«C'est égal, don Diogo, lui répondit-il, ne m'épargnez pas vos leçons, on ne sait pas ce qui peut arriver, peut-être me profiteront-elles.
—A la grâce de Dieu, Excellence. Écoutez-moi bien, voici ce que nous allons faire.
—Je suis tout oreilles.
—Nous ne devons pas nous enfoncer davantage dans le désert avant d'avoir, sur les mouvements de nos ennemis, des renseignements positifs; ces renseignements, moi seul puis les obtenir, en me faufilant parmi eux et en m'introduisant jusque dans leurs villages; d'un autre côté, lorsque leurs éclaireurs qui nous surveillent derrière chaque buisson et épient nos moindres gestes, nous verront nous arrêter et camper aussi hardiment, ils ne sauront que penser de cette façon d'agir; l'inquiétude leur viendra, ils chercheront les motifs de notre conduite, hésiteront et nous donneront ainsi le temps de préparer une vigoureuse résistance.
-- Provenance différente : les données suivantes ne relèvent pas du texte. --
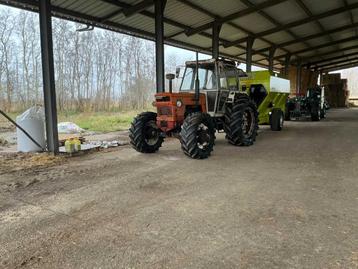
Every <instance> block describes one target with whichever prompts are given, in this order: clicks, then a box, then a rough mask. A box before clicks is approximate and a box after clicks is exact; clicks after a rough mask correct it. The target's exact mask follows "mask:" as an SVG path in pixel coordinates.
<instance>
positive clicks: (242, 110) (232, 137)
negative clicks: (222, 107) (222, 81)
mask: <svg viewBox="0 0 358 269" xmlns="http://www.w3.org/2000/svg"><path fill="white" fill-rule="evenodd" d="M257 130H258V113H257V108H256V105H255V103H254V102H252V101H250V99H249V97H248V96H247V95H246V94H242V95H240V96H239V98H237V100H236V101H235V103H234V104H232V105H231V106H230V107H229V109H226V111H225V132H226V139H227V140H228V142H229V143H230V144H232V145H235V146H251V145H252V144H253V143H254V142H255V140H256V135H257Z"/></svg>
Me comprenez-vous, Excellence?
—A peu près, une seule chose demeure obscure pour moi dans ce que vous m'avez dit.
—Laquelle?
—Vous avez l'intention d'aller vous-même chercher des nouvelles et de vous introduire dans les villages indiens?
—En effet, telle est mon intention.
—Ne croyez-vous pas que ce soit là une grande imprudence? Vous risquez d'être découvert.
—C'est vrai, et si cela arrive, mon sort est décidé d'avance; que voulez-vous, Excellence? C'est une chance à courir, mais il n'y a pas moyen de faire autrement. Cependant, si périlleuse que soit une telle expédition, elle ne l'est pas autant que vous le supposez, pour un homme qui, ainsi que moi, appartient à la race indienne et connaît naturellement les coutumes des hommes qu'il veut tromper; d'ailleurs je n'ai pas besoin d'ajouter, Excellence, que je prendrai toutes les précautions nécessaires pour ne pas être surpris.»